Building relationships based on trust and confidence is essential for achieving positive development impact. During the quarter, we spent much time and effort engaging the newly elected governors and mayors in the five regions where we work. Today, these new officials—who took office on January 1, 2016—have a solid understanding of the type of assistance available to them through the various USAID implementing partners in the regions, particularly LRDP. Buy-in from local authorities is essential for the successful implementation of project activities.

We provided targeted technical assistance to local governments in the construction of their municipal and departmental development plans.

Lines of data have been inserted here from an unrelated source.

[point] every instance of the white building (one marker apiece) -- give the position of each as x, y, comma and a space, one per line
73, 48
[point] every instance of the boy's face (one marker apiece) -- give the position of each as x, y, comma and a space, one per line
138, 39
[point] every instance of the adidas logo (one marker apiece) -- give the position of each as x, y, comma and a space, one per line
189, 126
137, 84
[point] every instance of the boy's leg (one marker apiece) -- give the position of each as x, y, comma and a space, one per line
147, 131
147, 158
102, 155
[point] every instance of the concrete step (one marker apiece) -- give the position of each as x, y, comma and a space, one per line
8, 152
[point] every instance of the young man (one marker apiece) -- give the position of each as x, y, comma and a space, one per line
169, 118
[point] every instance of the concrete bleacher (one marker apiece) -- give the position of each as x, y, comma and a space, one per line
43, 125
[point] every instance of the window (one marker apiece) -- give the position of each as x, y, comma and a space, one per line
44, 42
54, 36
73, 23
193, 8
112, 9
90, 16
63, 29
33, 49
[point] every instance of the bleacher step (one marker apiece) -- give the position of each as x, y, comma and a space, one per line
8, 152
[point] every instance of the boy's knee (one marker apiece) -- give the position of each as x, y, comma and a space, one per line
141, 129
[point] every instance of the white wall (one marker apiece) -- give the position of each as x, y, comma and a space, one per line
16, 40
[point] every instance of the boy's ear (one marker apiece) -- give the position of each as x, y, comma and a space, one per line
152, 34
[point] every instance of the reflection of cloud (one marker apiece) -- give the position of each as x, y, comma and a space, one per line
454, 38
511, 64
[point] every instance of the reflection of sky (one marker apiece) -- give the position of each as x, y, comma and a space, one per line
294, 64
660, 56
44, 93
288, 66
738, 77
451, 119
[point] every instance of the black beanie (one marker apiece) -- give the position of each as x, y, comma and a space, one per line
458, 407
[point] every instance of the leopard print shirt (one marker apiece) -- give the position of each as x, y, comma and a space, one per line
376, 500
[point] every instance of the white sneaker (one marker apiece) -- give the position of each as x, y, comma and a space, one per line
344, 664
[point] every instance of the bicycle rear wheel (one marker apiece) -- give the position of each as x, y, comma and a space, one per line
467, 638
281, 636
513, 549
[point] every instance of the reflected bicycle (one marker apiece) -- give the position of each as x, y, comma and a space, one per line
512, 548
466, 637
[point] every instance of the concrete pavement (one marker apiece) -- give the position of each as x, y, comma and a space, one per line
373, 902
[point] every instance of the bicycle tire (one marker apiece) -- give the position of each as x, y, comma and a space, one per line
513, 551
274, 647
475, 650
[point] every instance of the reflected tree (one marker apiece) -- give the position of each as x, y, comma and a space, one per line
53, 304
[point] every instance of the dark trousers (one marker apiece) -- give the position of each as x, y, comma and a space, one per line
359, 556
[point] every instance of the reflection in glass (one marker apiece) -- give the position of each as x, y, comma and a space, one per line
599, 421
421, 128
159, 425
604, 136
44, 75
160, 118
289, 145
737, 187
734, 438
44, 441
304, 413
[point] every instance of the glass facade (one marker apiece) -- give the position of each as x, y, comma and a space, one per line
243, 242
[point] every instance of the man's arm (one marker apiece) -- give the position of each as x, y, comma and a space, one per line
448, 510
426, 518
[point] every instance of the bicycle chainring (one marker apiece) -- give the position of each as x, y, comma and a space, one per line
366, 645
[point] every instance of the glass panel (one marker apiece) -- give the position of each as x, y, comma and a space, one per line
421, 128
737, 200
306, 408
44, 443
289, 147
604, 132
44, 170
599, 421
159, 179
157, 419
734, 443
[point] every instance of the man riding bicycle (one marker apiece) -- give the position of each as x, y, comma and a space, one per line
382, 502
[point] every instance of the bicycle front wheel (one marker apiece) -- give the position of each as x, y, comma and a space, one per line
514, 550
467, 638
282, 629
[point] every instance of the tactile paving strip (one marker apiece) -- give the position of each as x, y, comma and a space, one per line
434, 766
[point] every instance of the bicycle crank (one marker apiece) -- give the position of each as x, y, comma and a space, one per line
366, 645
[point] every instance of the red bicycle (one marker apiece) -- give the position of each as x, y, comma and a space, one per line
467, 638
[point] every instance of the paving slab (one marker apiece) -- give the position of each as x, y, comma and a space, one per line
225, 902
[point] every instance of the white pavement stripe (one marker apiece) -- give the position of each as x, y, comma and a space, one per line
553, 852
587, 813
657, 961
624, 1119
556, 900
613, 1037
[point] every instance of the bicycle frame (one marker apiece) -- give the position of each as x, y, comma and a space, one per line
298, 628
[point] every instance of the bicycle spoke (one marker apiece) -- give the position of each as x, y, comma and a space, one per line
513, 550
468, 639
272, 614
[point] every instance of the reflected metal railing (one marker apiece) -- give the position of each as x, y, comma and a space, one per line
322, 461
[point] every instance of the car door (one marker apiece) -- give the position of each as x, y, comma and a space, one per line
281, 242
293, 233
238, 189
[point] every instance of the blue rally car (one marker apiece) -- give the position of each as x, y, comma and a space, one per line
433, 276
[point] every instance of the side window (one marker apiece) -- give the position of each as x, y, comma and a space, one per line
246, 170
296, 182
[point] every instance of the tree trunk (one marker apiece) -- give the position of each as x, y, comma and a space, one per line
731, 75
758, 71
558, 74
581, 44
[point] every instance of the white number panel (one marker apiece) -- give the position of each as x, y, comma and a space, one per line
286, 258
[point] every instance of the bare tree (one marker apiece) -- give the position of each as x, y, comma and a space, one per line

Working together with local counterparts, LRDP staff ensured the inclusion of cross-cutting land reform and rural development initiatives, as well as territorial peacebuilding efforts, in local government planning over the next four years. Based on our extensive knowledge and experience in various regions, we provided a strong foundation for the new officials to build on. Through these initiatives, LRDP is well positioned to continue providing assistance to the implementation of the development plans in the coming years and to prepare local governments for post-conflict initiatives.


We demonstrated our leadership in coordinating among the various USAID implementing partners in the regions where we work. Taking the initiative in Montes de María, we hosted a project coordination meeting to promote dialogue and synergies between the various USAID projects operating in the region. This helped orient USAID’s new Rural Finance Initiative on the realities of working in Montes de María, on where the various partners are active, and on what each one is doing. Participation by USAID’s Program Office in this meeting highlighted its importance and helped establish a model for project coordination for application in other regions. We also played a key role in project coordination efforts in Cauca—again, in close coordination with USAID’s Program Office.

Establishing synergies across technical areas and ensuring that implementing partners avoid duplicating efforts are important. However, project coordination also spans across other areas. For example, LRDP played an important role in providing security support and guidance to other implementing partners, such as USAID’s new Rural Governance Activity and the Rural Finance Initiative. Sharing best practices, contacts for transportation services and overall intelligence about the security situation in the regions where we operate is important for promoting the safety of other projects’ staff. We will continue to play a leading role in project coordination in our five focus regions.